Are we talking about simple words, or are we talking direct actions against me, too? Punches in the face?
I get the sense that I'm too detached--and too calculating--to get offended by words, for the most part. People are who they are, they do what they do, there may be partial truth in what they say; it's pretty easy to shove their words into proper context. If a person who's close to me has said something that 'should' cause me offense, I just ask for clarification--as those who are close to me are, more often than not, well-intentioned. Those who aren't just don't matter enough to offend me.
For instance, my mother-in-law tried to set my now-wife up with someone from her culture, while the two of us were dating--three times; I didn't get offended. I've had a paper or two get absolutely shredded by editors; some of whom actually read the thing, some of whom clearly hadn't. Either way.. ... well, what's the problem?
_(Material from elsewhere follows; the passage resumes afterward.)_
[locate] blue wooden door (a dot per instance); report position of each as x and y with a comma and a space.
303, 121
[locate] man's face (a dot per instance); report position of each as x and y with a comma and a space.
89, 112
Actions, such as breaches of trust or punches to the face (barring sparring), could very well do it for me. Probably also threats against my life (which, yeah, are words).
Generally I'm like this, but because of fucking fi it's not true all the time
I also tend to be not smart and often not realize I'm being insulted so that might be why
I don't get offended much. The one thing that genuinely offends me is when someone UNFAIRLY attacks someone I care about, particularly if the person isn't great at defending themselves. That will get a really big reaction from me.
Any kind of religious extremism/fanaticism. The type of religion is irrelevant.
Pushy people, in general.
It's difficult to offend me for the most part. The only one of the above I see with any regularity is intentional ignorance. Of course things irritate me. Traffic jams for no reason, snow in mid April, people who put bumper stickers on a Cadillac, but those are mild and gone as quickly as they came on.
I like to rock n' roll all night and *part* of every day. I usually have errands... I can only rock from like 1-3.
That's what Myers Briggs helps me understand, and thus take less offense. There's a quote in the movie Ender's Game that I like - "When you understand your enemy, you come to love them." "Love" is pushing it, and I still get offended...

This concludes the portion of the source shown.